You can also see from the photos that the Canada Goose has perhaps a more diverse diet.

https://ebird.org/checklist/S102603933

Thanks,
Jeff Percell
Erie, CO

On Sunday, February 13, 2022 at 9:44:39 PM UTC-7 Carol wrote:
Thank you, David for the dietary information on the pyrrhuloxia. Interesting as always.

Carol Blackard
Sent from my iPhone

On Feb 13, 2022, at 9:29 PM, DAVID A LEATHERMAN <daleat...@msn.com> wrote:


Carol, Linda and anyone else interested, I have cut and pasted below the section on pyrrhuloxia diet from the "Birds of the World" account by Robert Tweit and Christopher Thompson.

Photos I have seen of the current Colorado bird show it at a black oil sunflower feeder.  The fruits of hackberry are technically called drupes.  At this time of year the reddish pulp of each fruit is mostly eroded/withered and what remains is a hard pit dangling from a thin stalk (or resting on the ground).  I see more birds eating the fresh fruits in late summer/autumn, probably for their pulp mostly, with the pits being excreted.  However, I have seen a few birds like juncos and house finches eating the fruits of hackberry in winter when they must be crunching the rock-hard seeds.  Pyrrhuloxias certainly appear to have the beak to handle hard seeds, so perhaps the association with hackberry is more than just positioning for a feeder visit.  Verification welcome.

Dave Leatherman
Fort Collins

Diet

Major Food Items

In Texas, wide variety of seeds, including bristle grass (Setaria spp.), doveweed (Croton texensis), sandbur (Cenchrus spp.), panicum (Panicum spp.), sorghum, and pigweed (Chenopodium album), and fruits of cactus (Opuntia spp.) and nightshade (Solanum spp.), as well as grasshoppers, caterpillars (Lepidoptera), beetles (Coleoptera), stinkbugs (Pentatomidae), and cicadas (Cicadidae). McAtee (McAtee 1908a) suggested that Pyrrhuloxia prefers grasshoppers to caterpillars to beetles and eats much less fruit than Northern Cardinal does.
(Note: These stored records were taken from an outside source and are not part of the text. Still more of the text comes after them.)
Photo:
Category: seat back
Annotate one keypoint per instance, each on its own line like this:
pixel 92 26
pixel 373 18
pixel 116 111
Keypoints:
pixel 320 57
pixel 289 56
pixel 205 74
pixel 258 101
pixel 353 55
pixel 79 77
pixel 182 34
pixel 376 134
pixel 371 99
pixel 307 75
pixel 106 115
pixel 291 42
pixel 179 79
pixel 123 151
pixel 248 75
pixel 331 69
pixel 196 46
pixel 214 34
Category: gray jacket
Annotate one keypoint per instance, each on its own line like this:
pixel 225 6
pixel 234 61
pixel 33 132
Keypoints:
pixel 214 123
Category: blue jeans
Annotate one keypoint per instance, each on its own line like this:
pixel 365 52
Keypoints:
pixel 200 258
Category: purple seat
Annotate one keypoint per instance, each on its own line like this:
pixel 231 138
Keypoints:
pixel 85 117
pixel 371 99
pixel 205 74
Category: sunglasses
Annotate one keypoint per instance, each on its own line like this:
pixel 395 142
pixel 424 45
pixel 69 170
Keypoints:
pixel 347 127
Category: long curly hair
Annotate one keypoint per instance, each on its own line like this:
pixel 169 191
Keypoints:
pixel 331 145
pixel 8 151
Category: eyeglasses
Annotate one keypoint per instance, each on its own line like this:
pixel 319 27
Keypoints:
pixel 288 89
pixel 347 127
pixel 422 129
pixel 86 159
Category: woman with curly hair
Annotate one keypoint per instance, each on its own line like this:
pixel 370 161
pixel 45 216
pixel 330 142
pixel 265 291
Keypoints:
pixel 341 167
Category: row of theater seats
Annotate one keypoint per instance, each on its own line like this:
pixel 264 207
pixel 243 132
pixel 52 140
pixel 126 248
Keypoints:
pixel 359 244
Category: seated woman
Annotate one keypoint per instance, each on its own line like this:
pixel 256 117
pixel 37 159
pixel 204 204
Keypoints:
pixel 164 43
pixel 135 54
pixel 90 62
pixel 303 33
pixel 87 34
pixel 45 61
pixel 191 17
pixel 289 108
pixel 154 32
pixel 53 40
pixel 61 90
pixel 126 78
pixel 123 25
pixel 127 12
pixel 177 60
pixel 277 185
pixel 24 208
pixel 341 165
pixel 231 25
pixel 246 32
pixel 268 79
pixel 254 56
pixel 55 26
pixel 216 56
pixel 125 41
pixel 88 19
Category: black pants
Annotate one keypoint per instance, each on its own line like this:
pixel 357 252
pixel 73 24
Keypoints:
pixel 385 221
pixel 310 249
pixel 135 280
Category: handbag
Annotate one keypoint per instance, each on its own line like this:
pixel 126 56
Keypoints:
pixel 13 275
In s. Arizona, prefers sunflower (Helianthus spp.) seeds and "peanut butter suet" at feeders, although also eats other seeds and household scraps (Anderson 1968).

Quantitative Analysis

From McAtee 1908a . In Aug and Sep, stomachs collected in Texas contained 71.2% vegetable matter and 28.8% animal matter. Most of the vegetable matter (53.1% of total) was "grass seeds," primarily yellow foxtail (Chaetecholoa glauca) and bur grass (Cenchrus tribuloides), which provide 43.6% of total food. Other weed seeds included crabgrass (Syntherisma spp.), joint grass (Paspalum spp.), and wire grass (Eleusine indica). Seeds of a spurge (Croton sp.) made up 9.8% of diet. Of the remaining seeds, only sorghum made measurable contribution (2.0%). Animal matter made up of beetles (4.7%) (mainly weevils [3.4%], including cotton boll weevil [Anthononus grandis]), caterpillars (10.3%, including cotton worm [Alabama argillacea]), and cotton cutworm (Prodenia ornithogalli). Grasshoppers made up 11.5% and true bugs (Hemiptera) 1.5%.